As the owner of a logging company in northeastern Pennsylvania, Matt Carney cuts a lot of hardwood. He has two cut-to-length crews operating for his company, Elite Timber Harvesting, on different logging jobs at any given time, and sends logs to eight or more different markets. “The first time Trump was in office he said he was going to impose tariffs on China, so right away China put a 35% tariff on our oak. And, you know, we were struggling at that point. I was of the hopes that it would drive some manufacturing back to the States… It hasn’t.” Carney reminisces about the days when North Carolina used to be known for its furniture manufacturing and the longest haul was the mill down the road. “Wherever you logged there was a sawmill somewhere within 10 miles or so…” He says he doesn’t know if manufacturing of the previous scale will ever come back to the US. “Begrudgingly I am for the global markets, but in all reality, I would much rather have the secondary manufacturing here.”

Deer Park Lumber, a large hardwood mill in Pennsylvania’s Northern Tier, produces around 50,000 board feet per day, totaling 15 million board feet per year, according to their website. Currently, virtually 50% of their kiln-dried lumber is sent to clients overseas – a majority of those are in China, with a small number of clients in the EU and Vietnam.

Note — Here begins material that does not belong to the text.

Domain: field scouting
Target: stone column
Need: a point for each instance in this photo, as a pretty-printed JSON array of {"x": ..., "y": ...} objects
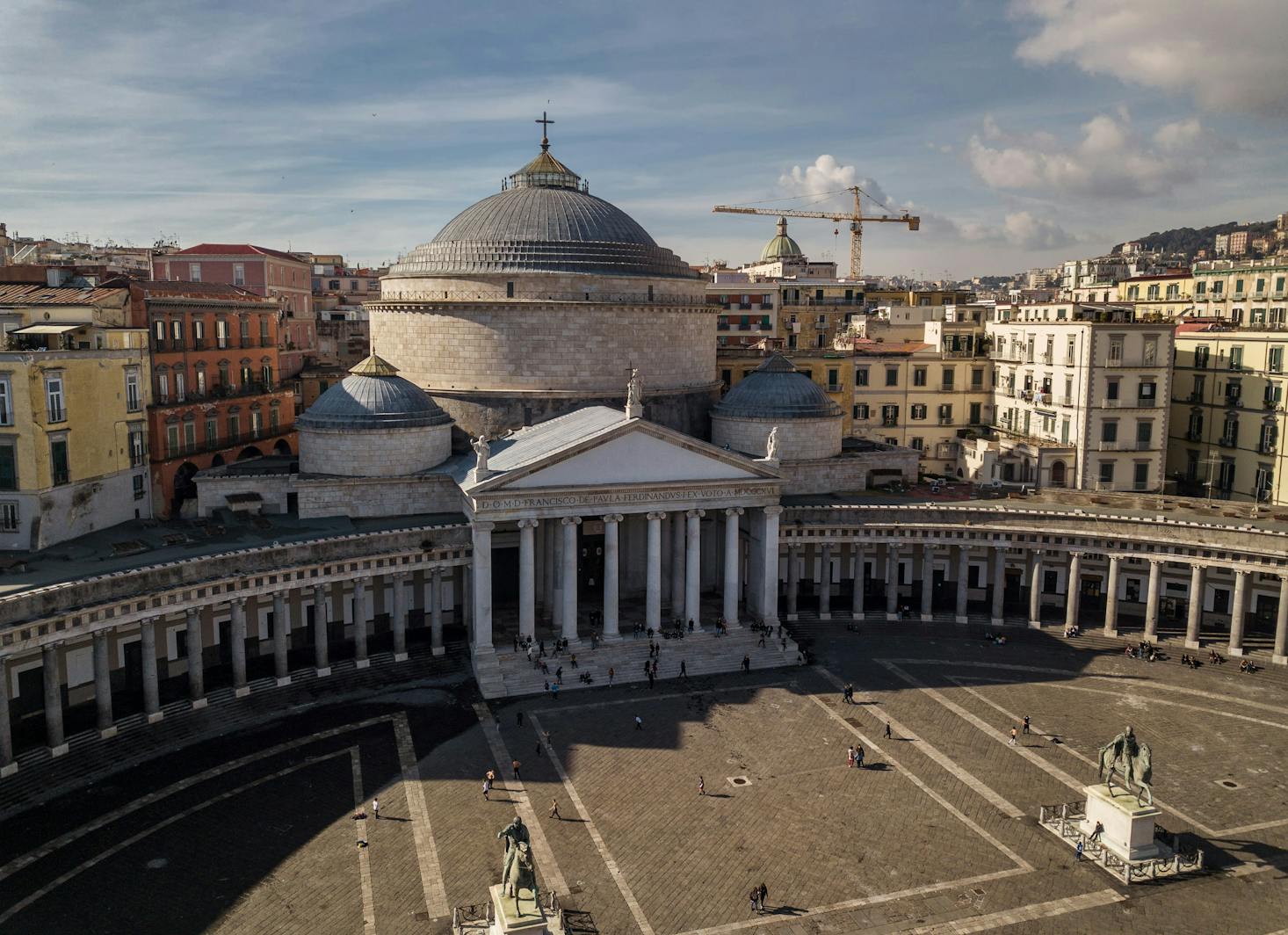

On the day of my visit to Deer Park in early December, they were loading their eighth shipping container destined for China by 2 pm. A forklift operator was expertly sliding about 13,000 feet of kiln-dried cherry lumber into the container. “We’re getting ready for Chinese New Year,” says Sales Representative Joe Benko. It normally takes around 45 days for containers to land at Chinese ports. This year, Chinese New Year takes place between January 29 and February 3. “[Our clients] want it to land like February 5th. We are getting lucky right now because we found some slow ships that are going to get there around that time.” Benko says that the arrival of container trucks that week was helping them out, as their warehouse capacity is only 1.5 million feet, and they were already pushing that number.

Deer Park Lumber Sales Manager Joe Benko walks the mill’s lumber yard. The hardwood mill exports around 50% of its grade lumber.

When asked about the incoming administration’s plans to roll out new tariffs, Benko says that they are “keeping an eye on that.” Some of Deer Park’s customers are concerned. “They have been asking for more specific landing dates than they normally ask for after the New Year because they have a feeling tariffs could come into play on, let’s say February 15. Now, they’re kinda guessing, but I think in general the whole industry is nervous about tariffs... Low grade is low but grade lumber [pricing] also isn’t fantastic right now.”

The Hardwood Federation has also been watching closely and is in full preparation mode. The Federation, based in Washington, DC, represents over 30 hardwood trade organizations throughout the country, including the National Hardwood Lumber Association, the National Wood Flooring Association, NELA, and others, and regional and state forest products organizations like the major hardwood producers of New York and Pennsylvania.

Dana Cole of the Hardwood Federation says that the organization and its members are looking forward to seeing what kind of information they can provide to the new administration and to congress about the impacts of the first trade war. “Tariffs can be a powerful tool if used with a scalpel. When they are used like a sledgehammer the impacts are much less predictable and probably much less positive, at least for our sector,” says Cole. “I think the one silver lining in all of this is that we can get ready. We know the lay of the land and we know what will happen if certain policies are put in place and at the very least, we can get out in front of it and sound the warning bell a lot louder than we were able to last time.” Nobody knows what the new Trump administration will ultimately do. Right now, it’s all about educating the new administration about the hardwood industry.